In an enlightening discussion today at the Energy Conclave 2017, Piyush Goyal (MoS Power, Coal & RE) and Dharmendra Pradhan (MoS Petroleum & Natural Gas) talked about power being a significant part of India’s diplomatic efforts.
“Bhutan and Nepal have tremendous potential for hydro power, but they do not have enough consumption or load”, said Mr. Pradhan. Thus these countries are unable to economically develop hydel power plants just to cater to their own consumption as they will be very small in capacity. He mentioned that there are discussions India would use it’s resources and technological prowess to build power plants in these countries. Part of the power from such generators would then cater to demand in India resulting in bilateral benefits.
Mr. Pradhan also talked about the proposed project of building an LNG fired power plant and refinery in Sri Lanka and how plans were underway for laying an under-sea pipe line between the two countries. Excerpts from a recently signed MoU between India and Sri Lanka are as below:
- To set up a Liquefied Natural Gas (LNG) fired 500 Megawatts capacity LNG Power Plant as well as LNG Terminal/Floating Storage Regasification Unit (FSRU) in Kerawalapitiya.
- India to assist Sri Lanka in the enhanced usage of Natural Gas including the setting up of piped gas distribution system in Colombo and in suburban areas in Sri Lanka; conversion of fuel-based power plants to LNG power plants, jointly with the Ceylon Petroleum Corporation (CPC).
- To set up a 50 MW (extendable to 100 MW) Solar Power Plant in Sampur.
These economic ties based on power projects will ensure strong co-operation between India and Sri Lanka and is also seen as a way to counteract China’s influence in South East Asia- as China has recently become the largest investor in the island country’s economy.
Another neighbour, Bangladesh is already importing 660 MW of power from India.

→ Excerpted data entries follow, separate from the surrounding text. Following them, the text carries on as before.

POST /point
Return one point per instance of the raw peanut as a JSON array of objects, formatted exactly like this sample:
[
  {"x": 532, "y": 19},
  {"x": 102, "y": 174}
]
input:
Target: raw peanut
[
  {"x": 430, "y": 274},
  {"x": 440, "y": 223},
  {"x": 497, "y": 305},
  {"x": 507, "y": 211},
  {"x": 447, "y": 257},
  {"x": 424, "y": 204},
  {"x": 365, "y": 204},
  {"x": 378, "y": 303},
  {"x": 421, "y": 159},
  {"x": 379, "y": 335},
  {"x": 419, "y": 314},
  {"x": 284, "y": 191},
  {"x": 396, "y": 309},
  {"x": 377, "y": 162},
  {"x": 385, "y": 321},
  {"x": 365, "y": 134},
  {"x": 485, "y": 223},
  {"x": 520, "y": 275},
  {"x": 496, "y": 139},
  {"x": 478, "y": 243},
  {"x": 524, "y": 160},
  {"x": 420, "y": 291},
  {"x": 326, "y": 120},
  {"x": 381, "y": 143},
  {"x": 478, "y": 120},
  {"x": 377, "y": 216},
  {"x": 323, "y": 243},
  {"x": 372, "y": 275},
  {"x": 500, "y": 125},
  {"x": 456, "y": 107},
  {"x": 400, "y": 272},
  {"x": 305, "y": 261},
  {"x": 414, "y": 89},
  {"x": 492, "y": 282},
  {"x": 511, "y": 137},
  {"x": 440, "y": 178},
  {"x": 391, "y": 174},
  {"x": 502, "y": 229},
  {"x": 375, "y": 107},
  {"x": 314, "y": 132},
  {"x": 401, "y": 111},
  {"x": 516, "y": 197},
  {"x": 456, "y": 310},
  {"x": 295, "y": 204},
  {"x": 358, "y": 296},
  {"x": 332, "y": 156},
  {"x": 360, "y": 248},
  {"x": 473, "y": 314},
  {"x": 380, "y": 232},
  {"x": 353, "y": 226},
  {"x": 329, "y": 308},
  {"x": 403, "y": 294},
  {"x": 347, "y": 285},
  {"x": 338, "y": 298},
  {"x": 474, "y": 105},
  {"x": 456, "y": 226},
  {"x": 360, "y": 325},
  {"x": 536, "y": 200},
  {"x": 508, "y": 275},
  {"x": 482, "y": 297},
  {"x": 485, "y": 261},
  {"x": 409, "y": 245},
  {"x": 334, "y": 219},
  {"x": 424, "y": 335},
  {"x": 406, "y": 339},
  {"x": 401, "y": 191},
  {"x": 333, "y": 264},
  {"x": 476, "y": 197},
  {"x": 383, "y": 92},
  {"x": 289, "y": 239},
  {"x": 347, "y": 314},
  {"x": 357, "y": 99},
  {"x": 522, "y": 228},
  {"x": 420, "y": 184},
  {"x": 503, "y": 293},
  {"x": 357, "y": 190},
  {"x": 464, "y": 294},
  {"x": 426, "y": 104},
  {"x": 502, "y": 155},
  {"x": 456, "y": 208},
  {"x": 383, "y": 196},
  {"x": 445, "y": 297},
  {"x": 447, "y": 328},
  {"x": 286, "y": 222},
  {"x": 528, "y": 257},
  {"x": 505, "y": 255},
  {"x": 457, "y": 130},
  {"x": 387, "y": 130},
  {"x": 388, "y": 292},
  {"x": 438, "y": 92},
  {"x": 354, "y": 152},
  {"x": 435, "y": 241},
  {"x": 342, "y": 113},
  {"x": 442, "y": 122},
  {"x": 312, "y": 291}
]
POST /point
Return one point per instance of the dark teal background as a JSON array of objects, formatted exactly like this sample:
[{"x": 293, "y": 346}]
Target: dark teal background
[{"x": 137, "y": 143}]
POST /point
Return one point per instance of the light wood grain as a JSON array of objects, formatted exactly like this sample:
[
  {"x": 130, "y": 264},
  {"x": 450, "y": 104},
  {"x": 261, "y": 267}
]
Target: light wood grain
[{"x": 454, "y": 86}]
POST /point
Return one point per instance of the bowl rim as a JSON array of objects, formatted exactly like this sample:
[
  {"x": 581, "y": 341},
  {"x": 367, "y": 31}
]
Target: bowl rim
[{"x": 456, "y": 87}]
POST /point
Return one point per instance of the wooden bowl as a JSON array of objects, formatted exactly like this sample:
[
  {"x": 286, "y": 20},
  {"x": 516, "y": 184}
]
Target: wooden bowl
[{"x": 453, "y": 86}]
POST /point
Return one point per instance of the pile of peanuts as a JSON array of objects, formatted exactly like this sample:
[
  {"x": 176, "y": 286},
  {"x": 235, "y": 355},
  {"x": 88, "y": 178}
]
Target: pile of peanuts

There are further talks for India to export natural gas to Bangladesh. Similar discussions are underway with Myanmar.
Thus it is clear that India is using it ability to invest and expertise in energy to forge new links and relationships with it’s neighbors. This will undoubtedly strengthen the country’s position in Asia and also propel the position of domestic companies such as NTPC and ONGC as multi-nationals.
I am reminded of a quote by a retired army officer that I had heard when I had just entered the solar industry.
While emphasizing the importance of solar power in an increasingly power hungry world, he said,
“In the future wars would be fought over energy.”
I’m happy to observe that India is setting a shining precedent of how, peace can be bred through energy instead.